Archaeorhizomycetes is a class of fungi in the subdivision Taphrinomycotina of the Ascomycota. So far, the class has only one described order, Archaeorhizomycetales, family, Archaeorhizomycetaceae, and genus, Archaeorhizomyces. The class was first described by a team led by Anna Rosling in 2011. Species in the class are globally distributed, and grow in soil and around roots. Specific known host trees of various Archaeorhizomyces species include hemlock, spruce, pine and heather, but other species colonise hardwoods generally.

The precise ecological role of the taxa is uncertain. While originally found to be seasonal, suggesting it was dependent on carbon compounds from the roots, when grown in culture, Archaeorhizomyces finlayi, was shown to be able to grow using either glucose or cellulose as its sole source of carbon, suggesting "that it may be involved in decomposition and not require direct carbon transfer from the plant through symbiosis". While the ecological role is not yet clear, preliminary tests suggest that the fungus is neither a pathogen nor an ectomycorrhizal symbiont.

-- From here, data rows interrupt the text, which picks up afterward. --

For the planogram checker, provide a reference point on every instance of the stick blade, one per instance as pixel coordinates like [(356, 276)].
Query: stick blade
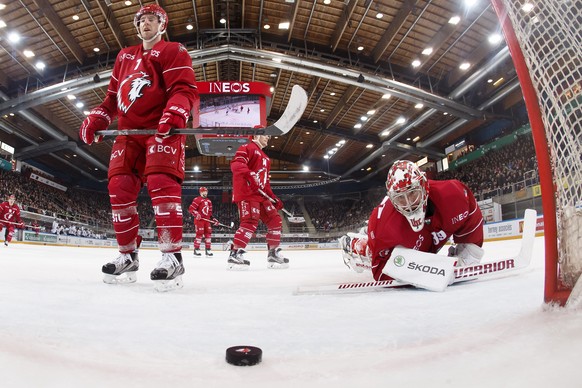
[(293, 112)]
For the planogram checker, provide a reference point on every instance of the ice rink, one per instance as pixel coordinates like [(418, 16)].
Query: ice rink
[(61, 326)]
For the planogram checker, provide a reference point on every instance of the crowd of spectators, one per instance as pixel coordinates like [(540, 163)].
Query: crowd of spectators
[(509, 168), (500, 171)]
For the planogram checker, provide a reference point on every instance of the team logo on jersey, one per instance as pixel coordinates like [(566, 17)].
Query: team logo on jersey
[(130, 90)]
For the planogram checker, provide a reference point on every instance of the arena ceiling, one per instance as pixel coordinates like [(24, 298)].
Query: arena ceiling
[(353, 57)]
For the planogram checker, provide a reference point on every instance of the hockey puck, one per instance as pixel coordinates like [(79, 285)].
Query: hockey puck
[(244, 355)]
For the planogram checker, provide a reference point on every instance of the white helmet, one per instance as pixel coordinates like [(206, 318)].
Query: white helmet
[(408, 191)]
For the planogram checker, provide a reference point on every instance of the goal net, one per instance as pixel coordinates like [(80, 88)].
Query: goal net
[(545, 41)]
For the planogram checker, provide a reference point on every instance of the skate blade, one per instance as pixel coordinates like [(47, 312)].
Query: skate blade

Prior to the description by Rosling and colleagues, Archaeorhizomycetes was referred to as Soil Clone Group 1 or SCGI after it was originally discovered tundra soils and reported in 2003 by Schadt et al. The taxa were only known from ribosomal DNA sequencing but it had been found independently in ecological studies of soil in more than fifty cases worldwide using three different gene regions. However, neither fruit bodies nor spores had been observed.

The name Archaeorhizomyces comes from the Greek arkhaio-, meaning ancient, which is in reference to the basality of the fungus, rhiza, in reference to roots, and mykes, in reference to fungi. Archaeorhizomyces finlayi, (named in honour of Roger D. Finlay) was the first species described. It is known from Scandinavia and North America. A second species Archaeorhizomyces borealis was described in 2014 together with an estimate that the class may consist of close to 500 species based on sequences available in public databases.